Hannah suchte gerade in dem umfangreichen Briefkastenangebot nach dem richtigen Namen, als sich die Haustür öffnete und ein Mann mittleren Alters heraustrat. Er trug Jogginghosen und ein Handtuch um den Hals. Siedend heiß fiel Hannah ein, dass Mona ihre Familie als äußerst sportbegeistert beschrieben hatte, besonders ihren Mann. Ein Marathonläufer!
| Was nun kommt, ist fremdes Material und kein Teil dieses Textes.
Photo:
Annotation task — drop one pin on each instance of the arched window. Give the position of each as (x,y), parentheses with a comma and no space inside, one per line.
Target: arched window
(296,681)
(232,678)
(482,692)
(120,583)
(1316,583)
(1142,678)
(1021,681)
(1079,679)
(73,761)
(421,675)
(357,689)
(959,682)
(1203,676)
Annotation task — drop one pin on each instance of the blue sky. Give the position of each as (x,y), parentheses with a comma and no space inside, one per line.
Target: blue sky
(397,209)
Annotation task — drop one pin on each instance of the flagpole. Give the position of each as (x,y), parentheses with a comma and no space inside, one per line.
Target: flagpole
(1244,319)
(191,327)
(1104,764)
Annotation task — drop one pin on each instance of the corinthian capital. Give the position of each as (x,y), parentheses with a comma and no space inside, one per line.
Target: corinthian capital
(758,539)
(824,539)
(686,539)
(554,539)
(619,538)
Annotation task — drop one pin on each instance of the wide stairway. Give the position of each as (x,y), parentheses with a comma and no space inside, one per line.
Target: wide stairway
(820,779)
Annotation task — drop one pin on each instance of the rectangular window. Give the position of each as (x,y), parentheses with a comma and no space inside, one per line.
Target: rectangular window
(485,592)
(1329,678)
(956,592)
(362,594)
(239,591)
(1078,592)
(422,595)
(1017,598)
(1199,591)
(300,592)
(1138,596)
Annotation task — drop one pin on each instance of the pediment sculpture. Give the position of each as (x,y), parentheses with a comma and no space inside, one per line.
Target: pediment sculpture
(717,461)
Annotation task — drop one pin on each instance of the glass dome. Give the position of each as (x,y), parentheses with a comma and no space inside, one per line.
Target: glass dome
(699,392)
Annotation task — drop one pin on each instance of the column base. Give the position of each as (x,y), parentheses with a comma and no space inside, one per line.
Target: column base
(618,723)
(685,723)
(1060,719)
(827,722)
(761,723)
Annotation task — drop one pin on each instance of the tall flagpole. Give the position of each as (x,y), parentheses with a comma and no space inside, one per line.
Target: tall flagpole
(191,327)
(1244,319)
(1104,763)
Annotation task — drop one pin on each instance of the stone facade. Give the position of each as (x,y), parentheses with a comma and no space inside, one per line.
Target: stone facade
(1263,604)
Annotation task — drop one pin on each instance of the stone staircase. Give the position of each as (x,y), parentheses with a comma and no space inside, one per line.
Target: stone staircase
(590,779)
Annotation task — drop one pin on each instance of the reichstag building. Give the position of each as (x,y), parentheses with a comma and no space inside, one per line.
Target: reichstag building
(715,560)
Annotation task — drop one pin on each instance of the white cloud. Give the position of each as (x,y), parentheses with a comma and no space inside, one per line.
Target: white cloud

„Kann ich Ihnen helfen?“, fragte er höflich und drückte auf den Lichtschalter.
„Oh, vielen Dank ... Ich suche nach ... Familie Dirksen.“ Gott sei Dank war ihr noch schnell ein Name eingefallen.
„Familie Dirksen? Hier im Haus? Ich fürchte, da haben Sie sich vertan. Vielleicht die falsche Hausnummer. Darf ich mal sehen?“
Aber Hannah hatte den Brief schnell wieder in ihrer Handtasche verstaut.
„Ein paar Häuser weiter gibt es eine Familie Dirksen. Der Junge mit dem schwarz-gelben Mofa gehört dazu.“
„Aha. Besten Dank. Dann werde ich den mal fragen.“
„Keine Ursache! Und schönen Abend noch.“ Ein kurzer Pfiff in Richtung der Mopedfreaks und er trabte los. Hannah schaute ihm nach, bis er um die Ecke bog. Der Briefkastendeckel klapperte zwar ein wenig, als sie den Brief endlich einwerfen konnte, aber der Junge, der nun nach Hause beordert war, nahm keinerlei Notiz von ihr.
Soweit verlief alles nach Plan. Noch nie hatte sich Hannah so gut erholt. Und noch nie hatte sie sich so sehr auf den ersten Tag nach dem Urlaub gefreut. Am letzten Sonntagabend hielt sie es nicht mehr aus. Von einer Telefonzelle aus rief sie Mona an. Ja, den Brief hatten sie bekommen, allerdings hatte er zwei Wochen gebraucht.
„Willst du nicht mit dieser Ala am Mittwochabend mal auf einen Sprung rüberkommen? Peter, mein Jüngster, hat da so ein paar Fragen. Er sammelt nämlich Briefmarken, speziell aus dem Mittelmeerraum.“ Da wusste Hannah, dass sie ihrer Fantasie noch keinen Urlaub gönnen durfte.